IMPRISONED in a Japanese hotel room
with a Beretta 9mm pistol pressed against his temple, a grim calculus of
life and death began to play out in the mind of Australian businessman
Miro Mijatovic. Death, as he saw it, was a possibility but not a
certainty.
"I am 6'6" [1.98m] and I was pretty sure they were going to
struggle to deal with getting a body the size of mine out of the hotel,"
he recalls.The hours rolled by as Mijatovic sat slumped in a chair in a corner of the room, the air filled with cigarette smoke from the chain-smoking yakuza - as Japan's mafiosi are known - and the sour scent of his own fear-induced sweat. "Every now and again [their leader] would just explode and start screaming, 'You don't know what you are up against!' and thumping the table," recalls Mijatovic.

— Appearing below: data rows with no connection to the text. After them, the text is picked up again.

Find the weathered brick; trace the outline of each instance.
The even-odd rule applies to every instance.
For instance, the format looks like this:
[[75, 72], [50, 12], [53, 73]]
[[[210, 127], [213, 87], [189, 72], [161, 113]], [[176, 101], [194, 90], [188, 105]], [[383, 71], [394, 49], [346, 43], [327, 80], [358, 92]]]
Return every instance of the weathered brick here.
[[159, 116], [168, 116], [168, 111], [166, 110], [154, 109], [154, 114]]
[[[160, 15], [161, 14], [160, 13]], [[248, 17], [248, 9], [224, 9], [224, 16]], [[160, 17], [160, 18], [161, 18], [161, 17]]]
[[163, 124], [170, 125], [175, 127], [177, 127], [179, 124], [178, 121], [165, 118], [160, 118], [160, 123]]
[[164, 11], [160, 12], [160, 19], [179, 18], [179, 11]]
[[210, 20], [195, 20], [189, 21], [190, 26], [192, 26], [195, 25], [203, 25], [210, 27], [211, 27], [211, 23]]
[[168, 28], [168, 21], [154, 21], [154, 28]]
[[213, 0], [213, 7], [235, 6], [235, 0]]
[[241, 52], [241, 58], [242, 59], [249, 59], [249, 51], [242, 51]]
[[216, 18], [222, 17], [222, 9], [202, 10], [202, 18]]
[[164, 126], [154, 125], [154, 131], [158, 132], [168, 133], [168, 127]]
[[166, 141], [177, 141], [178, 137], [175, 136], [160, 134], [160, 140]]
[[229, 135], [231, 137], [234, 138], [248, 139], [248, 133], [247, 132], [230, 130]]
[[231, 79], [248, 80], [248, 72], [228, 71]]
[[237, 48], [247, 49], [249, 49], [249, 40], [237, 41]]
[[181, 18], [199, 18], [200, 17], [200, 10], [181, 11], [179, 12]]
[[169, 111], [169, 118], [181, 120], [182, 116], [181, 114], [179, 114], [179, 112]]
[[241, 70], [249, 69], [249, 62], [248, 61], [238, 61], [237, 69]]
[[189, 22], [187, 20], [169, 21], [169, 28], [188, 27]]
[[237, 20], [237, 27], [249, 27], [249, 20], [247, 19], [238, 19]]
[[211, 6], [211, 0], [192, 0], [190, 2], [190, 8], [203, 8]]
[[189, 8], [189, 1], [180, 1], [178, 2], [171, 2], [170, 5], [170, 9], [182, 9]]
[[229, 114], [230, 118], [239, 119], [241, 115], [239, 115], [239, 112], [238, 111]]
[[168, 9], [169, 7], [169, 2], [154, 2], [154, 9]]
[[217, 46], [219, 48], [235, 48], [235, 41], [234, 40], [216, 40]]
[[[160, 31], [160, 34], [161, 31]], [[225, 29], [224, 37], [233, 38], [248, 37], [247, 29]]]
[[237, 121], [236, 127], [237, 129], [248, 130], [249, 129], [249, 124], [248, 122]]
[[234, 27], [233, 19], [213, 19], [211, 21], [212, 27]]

For three days the martial arts fight promoter was held like this while the yakuza demanded he relinquish his role as "power agent" in the booming fight industry. It was only when he agreed to sign his fighters over to the yakuza that he was released unharmed on the proviso that he flee the country for good. Instead, Mijatovic, who at one time looked after swimmer Ian Thorpe's interests in Japan, went to the police and launched a probe that resulted in the collapse of the hugely lucrative Japanese fight game.
After several years spent in hiding with a contract out on his life, Mijatovic is finally prepared to reveal how he took on the yakuza and exposed one of Japan's largest sporting scandals. "The two yakuza groups involved in extorting me have now been broken up," Mijatovic told The Weekend Australian Magazine when he arrived at The Australian's Tokyo bureau to tell the story of his abduction. As he sees it, a concerted campaign from law enforcement is hurting the gangs and that has encouraged him to give his personal account.